开发者

Replace character in HTML tag with REGEX [duplicate]

This questio开发者_StackOverflow中文版n already has answers here: Closed 11 years ago.

Possible Duplicate:

Replace all < and > that are NOT part of an HTML tag

  1. Using Python
  2. I know how much everyone here hates REGEX questions surrounding HTML tags, but I am just doing this as a exercise to help my learn REGEX.
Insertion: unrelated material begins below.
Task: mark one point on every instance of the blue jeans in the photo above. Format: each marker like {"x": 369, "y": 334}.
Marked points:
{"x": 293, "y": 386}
Replace (1 can be any character):

<b>< </b>
<b> < </b>
<b> <</b>
<b><</b>
<b><111</b>
<b>11<11</b>
<b>111<</b>
<b>11<11</b>

<b>
<<<
</b>

With:

<b>& </b>
<b> & </b>
<b> &</b>
<b>&</b>
<b>&111</b>
<b>11&11</b>
<b>111&</b>
<b>11&11</b>

<b>
&
</b>

I am searched in the interwebs and tried many of my own solutions. Please, is this possible? And if so, how?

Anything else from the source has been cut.